Day 20: The Apolo region lies in the heart of the isolated Bolivian Andean ‘cerrado’. We will begin our exploration of this dry and rather unique area located along the otherwise humid eastern flank of the Andes searching the drier forest-edge habitats. This relict area of ‘cerrado’ has evolved in splendid isolation in a single rain shadow catchment and is, as a consequence, very limited in extent. In itself this poses an immediate problem for the endemic fauna and flora found here as the habitat has been largely cleared for farming and cattle ranching. However, as we work the fragments of woodland and scrub with our local guide we should be able to encounter the lovely Palkachupa Cotinga. Also present in the dry scrubby habitat is the rare Green-capped Tanager, a species previously only known from Sandia in the department of Puno in neighbouring Peru. In the afternoon we may explore the upper part of the Machariapo Valley to make a start on the birds mentioned for tomorrow or we may continue our quest for the rare Green-capped Tanager should we not have seen it so far. Night at the Monasterio de nuestra señora de Nazareth.

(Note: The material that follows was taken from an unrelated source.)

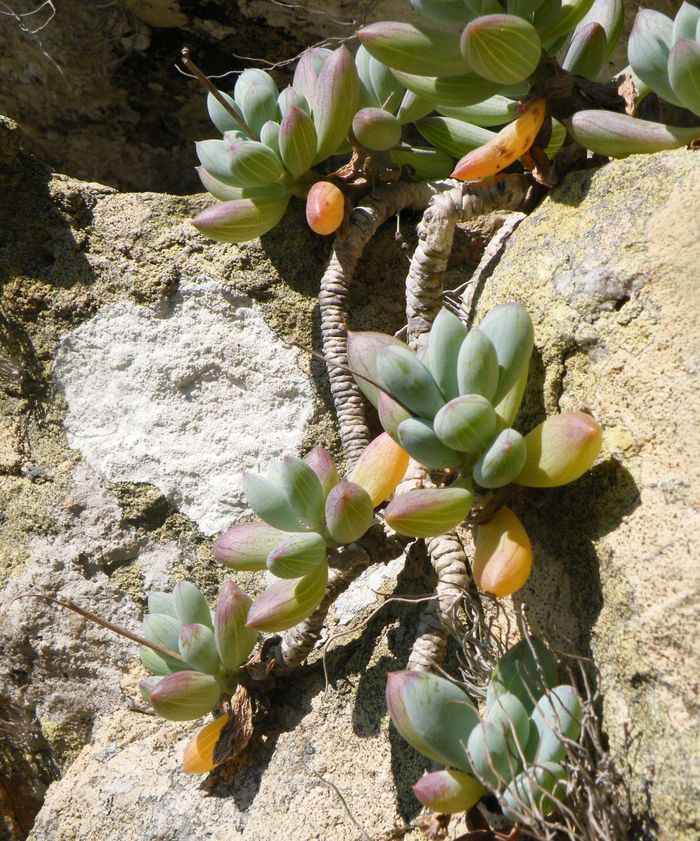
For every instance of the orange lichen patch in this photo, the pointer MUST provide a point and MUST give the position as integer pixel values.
(198, 756)
(507, 146)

Day 21: Today we’ll also explore more humid Yungas forests in the Machariapo valley. This area gives us the opportunity to hunt for the rarely seen Rufous-vented Ground Cuckoo and Yungas Antwren plus the very local Rough-legged Tyrannulet at a site where they seem to be more regular than elsewhere. This remote area is also very good for the increasingly rare Military Macaw, the localized White-browed Hermit and a new taxon within the Fuscous Flycatcher complex. We’ll also look for a yet to be described (but it might be by 2020) tanager that will probably be given its own genus. It is thought to be a migrant to this area, but no-one knows for sure the time it first arrives in Bolivia. If we are lucky enough to find it we will be adding to knowledge about the species! Night at the Monasterio de nuestra señora de Nazareth.
Day 22: Today we head back to Lake Titicaca and the Lago Titicaca lakeside hotel perhaps making some stops along the way.
Day 23: Today we undertake a journey to seek the endemic Berlepch’s Canstero. We’ll also look for other high-altitude species including the enormous Giant Coot and return in time to look for the flightless Titicaca Grebe. Night at Lago Titicaca.
Day 24: This morning we’ll transfer to El Alto (La Paz) Airport for international flights home.